Déclaration liminaire de la CFDT au CSA SJ du 15 mai 2025
Déclaration liminaire de la CFDT au CSA des services judiciaires du 15 mai 2025
Monsieur le Directeur des services judiciaires
La CFDT prend bonne note de la lettre du 11 mai 2025 adressée par le Ministre à l’ensemble des magistrats et agents en juridiction et à défaut d’un dialogue social préalable, souhaite à son tour, vous faire part de ses orientations sur les thèmes abordés.
Concernant le soutien à l’État de droit et à l’indépendance de la justice
La CFDT réaffirme son attachement aux principes de séparation des pouvoirs et d’indépendance de la justice. Elle a exprimé, dès le 18 avril 2025, son inquiétude face aux attaques ciblant magistrats et personnels judiciaires. La CFDT demande que les représentants du ministère défendent haut et fort la qualité du travail accompli au quotidien par les agents. L’État employeur a le devoir de protéger ses agents face à toute forme d’agression. La protection fonctionnelle est une obligation légale : elle doit être activée sans délai chaque fois que nécessaire.
La CFDT accueille favorablement le sujet de l’anonymisation des agents et magistrats dans les décisions accessibles en open data et souhaite participer à cette mise en place.
L’insécurité croissante ne doit pas devenir une fatalité pour les personnels de justice.

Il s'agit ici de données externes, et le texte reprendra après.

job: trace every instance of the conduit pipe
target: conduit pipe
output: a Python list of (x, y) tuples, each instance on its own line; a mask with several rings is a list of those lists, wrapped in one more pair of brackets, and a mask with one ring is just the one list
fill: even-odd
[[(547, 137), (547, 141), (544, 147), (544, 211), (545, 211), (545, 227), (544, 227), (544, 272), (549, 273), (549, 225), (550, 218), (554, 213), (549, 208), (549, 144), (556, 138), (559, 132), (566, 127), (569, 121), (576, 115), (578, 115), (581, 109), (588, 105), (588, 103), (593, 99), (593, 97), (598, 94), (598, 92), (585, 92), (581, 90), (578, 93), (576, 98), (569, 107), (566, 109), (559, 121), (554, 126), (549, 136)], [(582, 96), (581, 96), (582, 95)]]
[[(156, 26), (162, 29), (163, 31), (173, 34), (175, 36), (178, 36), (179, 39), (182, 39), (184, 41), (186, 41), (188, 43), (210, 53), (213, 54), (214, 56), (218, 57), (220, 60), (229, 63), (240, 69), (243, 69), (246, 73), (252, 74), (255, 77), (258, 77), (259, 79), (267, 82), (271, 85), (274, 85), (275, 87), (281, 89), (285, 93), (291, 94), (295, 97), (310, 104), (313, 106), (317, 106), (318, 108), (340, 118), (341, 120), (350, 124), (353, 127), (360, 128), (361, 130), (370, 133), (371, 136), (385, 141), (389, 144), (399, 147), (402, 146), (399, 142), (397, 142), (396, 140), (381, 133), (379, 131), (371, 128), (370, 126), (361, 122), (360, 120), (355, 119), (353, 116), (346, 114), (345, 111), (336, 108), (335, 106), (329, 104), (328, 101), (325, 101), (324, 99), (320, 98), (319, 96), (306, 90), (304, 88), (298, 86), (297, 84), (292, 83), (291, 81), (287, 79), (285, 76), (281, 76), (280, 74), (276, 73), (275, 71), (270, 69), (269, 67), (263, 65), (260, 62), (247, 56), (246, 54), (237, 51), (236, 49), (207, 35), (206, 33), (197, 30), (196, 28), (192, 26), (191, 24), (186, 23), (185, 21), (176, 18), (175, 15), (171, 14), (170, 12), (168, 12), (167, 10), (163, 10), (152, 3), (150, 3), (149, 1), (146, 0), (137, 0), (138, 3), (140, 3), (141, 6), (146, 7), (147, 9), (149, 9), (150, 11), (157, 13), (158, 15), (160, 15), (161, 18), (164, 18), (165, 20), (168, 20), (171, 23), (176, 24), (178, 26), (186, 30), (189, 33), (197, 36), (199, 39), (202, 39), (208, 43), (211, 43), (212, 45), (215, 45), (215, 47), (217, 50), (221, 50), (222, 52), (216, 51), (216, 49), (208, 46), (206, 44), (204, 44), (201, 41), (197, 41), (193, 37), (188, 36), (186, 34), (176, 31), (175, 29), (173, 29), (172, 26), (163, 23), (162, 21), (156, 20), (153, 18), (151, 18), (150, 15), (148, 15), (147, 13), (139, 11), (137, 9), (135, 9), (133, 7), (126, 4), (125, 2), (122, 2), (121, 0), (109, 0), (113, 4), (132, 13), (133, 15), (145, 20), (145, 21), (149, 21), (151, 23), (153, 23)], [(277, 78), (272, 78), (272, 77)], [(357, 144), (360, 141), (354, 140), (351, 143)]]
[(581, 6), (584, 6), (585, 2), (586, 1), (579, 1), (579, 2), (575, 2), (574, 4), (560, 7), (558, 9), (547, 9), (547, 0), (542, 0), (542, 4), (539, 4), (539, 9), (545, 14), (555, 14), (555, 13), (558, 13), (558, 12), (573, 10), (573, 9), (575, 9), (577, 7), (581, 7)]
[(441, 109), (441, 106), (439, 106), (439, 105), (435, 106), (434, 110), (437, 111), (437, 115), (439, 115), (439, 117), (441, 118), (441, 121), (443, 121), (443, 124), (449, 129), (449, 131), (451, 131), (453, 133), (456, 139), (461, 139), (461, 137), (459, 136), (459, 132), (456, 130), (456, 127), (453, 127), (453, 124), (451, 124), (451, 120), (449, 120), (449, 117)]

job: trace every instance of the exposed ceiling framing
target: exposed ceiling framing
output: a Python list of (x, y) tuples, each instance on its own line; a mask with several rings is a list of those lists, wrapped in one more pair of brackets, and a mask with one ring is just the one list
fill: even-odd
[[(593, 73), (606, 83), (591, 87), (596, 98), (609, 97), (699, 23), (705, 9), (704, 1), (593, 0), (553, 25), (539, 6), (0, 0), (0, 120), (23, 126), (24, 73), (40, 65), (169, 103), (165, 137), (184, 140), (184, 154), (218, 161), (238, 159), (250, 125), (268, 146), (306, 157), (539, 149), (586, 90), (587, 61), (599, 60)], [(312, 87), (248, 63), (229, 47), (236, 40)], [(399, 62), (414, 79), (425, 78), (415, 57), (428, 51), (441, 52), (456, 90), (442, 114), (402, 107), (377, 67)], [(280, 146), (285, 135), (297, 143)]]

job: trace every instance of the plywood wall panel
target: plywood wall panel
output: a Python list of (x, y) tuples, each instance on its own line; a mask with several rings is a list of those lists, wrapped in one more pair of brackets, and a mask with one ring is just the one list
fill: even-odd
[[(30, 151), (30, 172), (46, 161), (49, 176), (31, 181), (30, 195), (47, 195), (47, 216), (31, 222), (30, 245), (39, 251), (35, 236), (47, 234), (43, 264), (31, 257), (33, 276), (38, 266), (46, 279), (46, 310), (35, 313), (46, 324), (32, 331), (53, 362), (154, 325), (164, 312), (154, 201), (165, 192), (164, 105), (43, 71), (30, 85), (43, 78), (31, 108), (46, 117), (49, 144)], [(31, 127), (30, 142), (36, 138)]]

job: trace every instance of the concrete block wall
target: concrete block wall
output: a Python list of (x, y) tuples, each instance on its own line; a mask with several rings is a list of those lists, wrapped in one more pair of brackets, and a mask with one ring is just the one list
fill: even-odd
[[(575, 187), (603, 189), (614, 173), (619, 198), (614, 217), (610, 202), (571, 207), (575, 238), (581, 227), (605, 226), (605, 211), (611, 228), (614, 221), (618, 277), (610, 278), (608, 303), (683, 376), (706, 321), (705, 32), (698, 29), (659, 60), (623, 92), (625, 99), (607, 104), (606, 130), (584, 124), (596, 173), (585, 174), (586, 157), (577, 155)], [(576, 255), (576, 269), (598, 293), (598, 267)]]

Concernant l’augmentation du budget et des effectifs du ministère de la Justice
La CFDT reconnaît les efforts budgétaires engagés depuis 2017, avec une augmentation de 48 % du budget et de 16 % des effectifs. Mais après des années de pénurie, ces progrès restent insuffisants face aux besoins du service public de la justice. Les moyens doivent continuer à croître pour répondre à l’ampleur des missions confiées.

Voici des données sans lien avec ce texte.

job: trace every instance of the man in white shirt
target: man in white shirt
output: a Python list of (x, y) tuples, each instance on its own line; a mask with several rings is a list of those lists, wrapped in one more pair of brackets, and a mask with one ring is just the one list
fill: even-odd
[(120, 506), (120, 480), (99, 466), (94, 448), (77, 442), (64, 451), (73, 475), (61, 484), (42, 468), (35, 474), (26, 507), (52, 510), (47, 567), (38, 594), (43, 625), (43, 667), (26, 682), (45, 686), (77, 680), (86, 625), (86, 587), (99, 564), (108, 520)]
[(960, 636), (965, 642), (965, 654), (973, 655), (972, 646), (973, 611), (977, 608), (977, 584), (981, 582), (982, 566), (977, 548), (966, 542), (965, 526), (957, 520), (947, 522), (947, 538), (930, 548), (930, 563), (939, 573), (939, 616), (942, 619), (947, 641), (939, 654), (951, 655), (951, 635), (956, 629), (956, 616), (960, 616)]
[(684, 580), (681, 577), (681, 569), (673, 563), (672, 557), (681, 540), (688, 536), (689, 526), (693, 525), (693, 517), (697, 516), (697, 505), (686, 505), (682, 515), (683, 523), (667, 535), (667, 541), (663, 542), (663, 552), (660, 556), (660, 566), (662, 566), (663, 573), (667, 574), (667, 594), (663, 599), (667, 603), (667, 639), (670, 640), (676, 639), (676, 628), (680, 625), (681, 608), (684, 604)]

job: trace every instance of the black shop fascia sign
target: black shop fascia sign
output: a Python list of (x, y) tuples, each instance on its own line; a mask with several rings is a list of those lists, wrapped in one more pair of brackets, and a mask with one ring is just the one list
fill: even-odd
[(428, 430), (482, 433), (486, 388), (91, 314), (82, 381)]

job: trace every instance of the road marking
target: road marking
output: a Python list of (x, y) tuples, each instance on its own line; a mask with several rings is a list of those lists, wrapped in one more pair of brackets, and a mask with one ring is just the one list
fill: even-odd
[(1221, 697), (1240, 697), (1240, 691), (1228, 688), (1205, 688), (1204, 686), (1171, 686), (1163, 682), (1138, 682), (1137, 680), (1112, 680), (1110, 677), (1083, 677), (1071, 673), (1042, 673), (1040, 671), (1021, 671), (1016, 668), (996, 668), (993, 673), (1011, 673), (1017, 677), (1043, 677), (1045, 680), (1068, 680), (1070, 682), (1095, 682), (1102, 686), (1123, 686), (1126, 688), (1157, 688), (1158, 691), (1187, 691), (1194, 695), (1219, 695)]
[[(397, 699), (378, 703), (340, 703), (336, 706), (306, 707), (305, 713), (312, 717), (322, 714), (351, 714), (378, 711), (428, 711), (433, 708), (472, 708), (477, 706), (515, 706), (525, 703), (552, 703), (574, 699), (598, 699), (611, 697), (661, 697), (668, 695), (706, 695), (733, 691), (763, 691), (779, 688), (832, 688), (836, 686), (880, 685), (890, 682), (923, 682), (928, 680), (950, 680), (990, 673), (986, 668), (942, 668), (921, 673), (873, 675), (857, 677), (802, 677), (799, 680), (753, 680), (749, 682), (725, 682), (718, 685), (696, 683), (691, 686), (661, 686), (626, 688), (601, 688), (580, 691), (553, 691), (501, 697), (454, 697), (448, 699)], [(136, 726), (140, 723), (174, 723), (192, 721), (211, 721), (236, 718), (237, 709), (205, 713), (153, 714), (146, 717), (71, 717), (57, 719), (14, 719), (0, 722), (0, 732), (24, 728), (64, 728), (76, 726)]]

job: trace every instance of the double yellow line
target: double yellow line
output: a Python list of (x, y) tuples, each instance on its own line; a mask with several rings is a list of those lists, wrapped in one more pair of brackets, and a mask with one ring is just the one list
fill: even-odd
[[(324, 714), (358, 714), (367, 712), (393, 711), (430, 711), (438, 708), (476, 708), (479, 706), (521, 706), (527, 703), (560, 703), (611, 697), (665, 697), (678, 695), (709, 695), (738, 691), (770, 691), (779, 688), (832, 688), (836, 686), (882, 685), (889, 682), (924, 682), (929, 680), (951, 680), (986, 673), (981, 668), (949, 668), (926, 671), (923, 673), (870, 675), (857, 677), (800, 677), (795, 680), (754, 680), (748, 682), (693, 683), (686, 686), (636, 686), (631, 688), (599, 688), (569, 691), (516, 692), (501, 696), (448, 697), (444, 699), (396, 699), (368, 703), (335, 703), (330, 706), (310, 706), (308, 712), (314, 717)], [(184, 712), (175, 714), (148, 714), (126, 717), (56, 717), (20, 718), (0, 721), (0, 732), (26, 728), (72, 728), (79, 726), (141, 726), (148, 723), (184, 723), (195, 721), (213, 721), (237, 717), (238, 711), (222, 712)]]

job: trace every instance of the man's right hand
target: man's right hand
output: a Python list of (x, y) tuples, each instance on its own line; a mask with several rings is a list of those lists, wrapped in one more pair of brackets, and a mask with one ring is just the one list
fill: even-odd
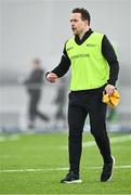
[(54, 73), (49, 73), (45, 78), (49, 82), (55, 82), (58, 79), (57, 75)]

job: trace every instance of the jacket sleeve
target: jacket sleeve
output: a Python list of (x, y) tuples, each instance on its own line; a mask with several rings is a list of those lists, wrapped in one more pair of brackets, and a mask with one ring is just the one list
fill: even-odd
[(107, 82), (115, 86), (119, 74), (119, 63), (115, 50), (106, 36), (102, 40), (102, 53), (109, 65), (109, 79)]

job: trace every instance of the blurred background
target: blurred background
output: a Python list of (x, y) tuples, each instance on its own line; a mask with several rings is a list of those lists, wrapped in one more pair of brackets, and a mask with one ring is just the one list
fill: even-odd
[[(47, 73), (61, 60), (71, 36), (69, 16), (77, 6), (91, 14), (91, 28), (105, 34), (120, 64), (120, 104), (108, 110), (109, 131), (131, 131), (130, 0), (0, 0), (0, 131), (36, 132), (67, 129), (69, 73), (57, 83), (30, 84), (35, 61)], [(39, 117), (29, 123), (29, 89), (41, 91)], [(43, 117), (44, 116), (44, 117)], [(47, 117), (47, 119), (45, 119)], [(41, 120), (42, 119), (42, 120)], [(89, 130), (87, 119), (84, 130)]]

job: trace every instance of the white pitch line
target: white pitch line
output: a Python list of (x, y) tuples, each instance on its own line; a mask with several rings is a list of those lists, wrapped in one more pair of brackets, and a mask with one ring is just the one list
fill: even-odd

Concernant les métiers de greffe
La CFDT a signé un accord de méthode ayant permis une valorisation du corps des greffiers. Mais les directeurs des services de greffe ont dû se mobiliser pour qu’un ministre prenne enfin l’engagement nécessaire pour reconnaître leur investissement et les revaloriser. La CFDT lui a rappelé lors du dernier CSA ministériel que nous attendons de lui qu’il pèse de tout son poids en interministériel pour respecter sa parole. Cependant la situation des agents relevant des corps communs (adjoints administratifs, adjoints techniques, secrétaires administratifs, attachés) reste un sujet non évoqué avec la DSJ. Car au-delà des plans de requalification qui permettent de revaloriser ceux qui exercent les fonctions d’un autre corps, il est essentiel de reconnaître nos collègues des corps communs qui exercent leurs missions. Les discussions en cours avec le Secrétariat général (création de la
filière technique ministérielle, revalorisation des personnels administratifs) ne sont pas suffisantes, il est nécessaire que la DSJ se saisisse enfin réellement de leur sort.
Concernant les dysfonctionnements de la justice et appel à des réformes concrètes
La CFDT reconnaît les dysfonctionnements du système judiciaire, comme les délais trop longs et la complexité des procédures, mais refuse l’idée d’une généralisation qui nierait l’engagement quotidien sans faille des agents. Nos collègues doivent faire face à des réformes mal préparées et doivent lutter avec des outils informatiques inadaptés, qui compliquent le travail au lieu de le faciliter.
Pour être concrètes et pragmatiques, les réformes doivent s’appuyer sur les retours du terrain et le dialogue social. La CFDT l’a dit et rappelé à de nombreuses reprises, l’empilement des réformes et des procédures nuit à l’efficacité du système.
Concernant la simplification de la justice civile
La CFDT n’est pas opposée à la simplification. Mais elle doit rester au service des justiciables, garantir un véritable accès au juge, et améliorer le service rendu, et pas simplement les statistiques. Notre organisation sera particulièrement vigilante à ce que cette simplification ne serve pas de prétexte à une baisse des moyens humains et matériels.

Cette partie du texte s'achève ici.